Mini-review: "The Providence Effect"

Rollin Binzer's doc "The Providence Effect" blows a big, slurpy kiss to Chicago's impressive Providence St. Mel school, which has sent 100 percent of its African-American graduates on to colleges, including Ivy League ones.

As a recruiting film, "Effect" couldn't be more effusive in its admiration of the West Side school, its faculty and its founder, Paul Adams III, who bought the building from the Catholic Archdiocese and heroically created a model independent school from scratch.

As a work of journalism, "Effect" is a one-sided report that puts an admitted elite school above critical examination. What happens to all the undesirable students (gangbangers and kids with no support systems) filtered out of Providence?

How does it profit America when successful college graduates are still mugged and carjacked by the hopeless have-nots abandoned by Providence's every-child-left behind-but-the-good-ones philosophy?

"Providence Effect" opens today at selected theaters, including the Century Centre in Chicago and Skokie's Village Crossing. (PG) 92 minutes.

Min-review: "Disgrace."

In Steve Jacobs' cinematic version of J.M. Coetzee's novel "Disgrace," former Chicago actor John Malkovich effects a slightly sinister South African accent that sounds way too much like Count Dracula as a college lit professor.

He plays David Lurie, an unrepentant white who uses his academic position to have sex with a vulnerable student of mixed heritage.

Forced out by a scandal, he goes to live with his daughter Lucy (standout Jessica Haines) in her rustic homestead, where she falls victim to a less genteel form of sexual assault by three black men.

Steve Arnold's elegant cinematography fills every frame with a still photographer's eye for composition and balance, but Jacobs' drama about the dark side of the male sex drive overdoses on dog symbolism and meandering pacing.

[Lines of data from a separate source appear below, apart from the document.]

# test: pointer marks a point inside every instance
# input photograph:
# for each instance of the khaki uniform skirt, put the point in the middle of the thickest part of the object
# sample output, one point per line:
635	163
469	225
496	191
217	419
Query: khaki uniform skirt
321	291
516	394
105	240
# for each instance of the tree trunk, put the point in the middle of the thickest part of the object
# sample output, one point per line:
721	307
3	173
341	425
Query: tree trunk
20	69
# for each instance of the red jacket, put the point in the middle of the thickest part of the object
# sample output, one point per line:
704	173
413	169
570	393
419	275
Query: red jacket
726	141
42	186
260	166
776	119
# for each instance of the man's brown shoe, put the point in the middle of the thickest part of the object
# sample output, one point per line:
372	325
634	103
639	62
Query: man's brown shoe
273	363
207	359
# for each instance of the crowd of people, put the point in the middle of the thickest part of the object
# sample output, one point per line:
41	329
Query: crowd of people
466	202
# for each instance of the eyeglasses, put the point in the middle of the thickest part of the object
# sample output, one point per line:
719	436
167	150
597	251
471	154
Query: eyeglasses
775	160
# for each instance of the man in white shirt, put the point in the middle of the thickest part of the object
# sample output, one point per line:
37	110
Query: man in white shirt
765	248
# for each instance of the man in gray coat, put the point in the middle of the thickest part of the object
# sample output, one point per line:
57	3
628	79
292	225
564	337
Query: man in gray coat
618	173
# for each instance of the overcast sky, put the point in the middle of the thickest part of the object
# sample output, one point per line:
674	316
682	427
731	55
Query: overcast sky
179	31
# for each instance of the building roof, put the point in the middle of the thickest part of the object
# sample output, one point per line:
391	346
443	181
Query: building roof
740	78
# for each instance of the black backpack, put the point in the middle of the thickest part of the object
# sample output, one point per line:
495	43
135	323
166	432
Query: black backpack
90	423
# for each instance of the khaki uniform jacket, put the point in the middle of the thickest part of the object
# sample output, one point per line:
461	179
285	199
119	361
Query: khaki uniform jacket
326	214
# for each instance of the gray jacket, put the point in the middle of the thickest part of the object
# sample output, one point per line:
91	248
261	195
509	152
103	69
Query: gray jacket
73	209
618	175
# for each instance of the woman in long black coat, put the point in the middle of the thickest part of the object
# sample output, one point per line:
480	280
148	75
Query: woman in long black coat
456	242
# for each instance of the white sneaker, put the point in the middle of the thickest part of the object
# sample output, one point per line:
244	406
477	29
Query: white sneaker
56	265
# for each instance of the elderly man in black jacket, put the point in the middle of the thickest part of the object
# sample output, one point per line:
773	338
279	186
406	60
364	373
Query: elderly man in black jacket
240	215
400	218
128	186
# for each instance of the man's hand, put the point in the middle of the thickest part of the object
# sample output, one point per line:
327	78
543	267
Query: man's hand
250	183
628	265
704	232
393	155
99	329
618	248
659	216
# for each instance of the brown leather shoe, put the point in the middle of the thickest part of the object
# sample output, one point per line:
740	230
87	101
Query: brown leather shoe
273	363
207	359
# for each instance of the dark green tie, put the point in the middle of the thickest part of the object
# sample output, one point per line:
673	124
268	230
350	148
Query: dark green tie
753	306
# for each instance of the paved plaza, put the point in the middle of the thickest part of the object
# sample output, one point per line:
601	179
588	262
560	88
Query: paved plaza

"Disgrace" opens today at the Pipers Alley in Chicago. Not rated; for mature audiences. 120 minutes.

Mini-review: "Paris"

"That's Paris," says Pierre, a dancer with a bummer heart. "Nobody's happy!"

Cedric Klapisch's valentine to the City of Lights is an infrequently beguiling, mostly dull, social and cultural lattice of characters, among them a middle-aged history professor (Fabrice Luchini) who sex-texts his pretty student (Melanie Laurent), a dancer (Romain Duris) awaiting a heart transplant, his single mother sister (Juliette Binoche) who moves in to take care of him, and other characters flitting around them in subplots of varying amounts of interest.

It's very French. Also in French with subtitles. "Paris" opens today at the Century Centre in Chicago. Rated R for language and sexual references. 130 minutes.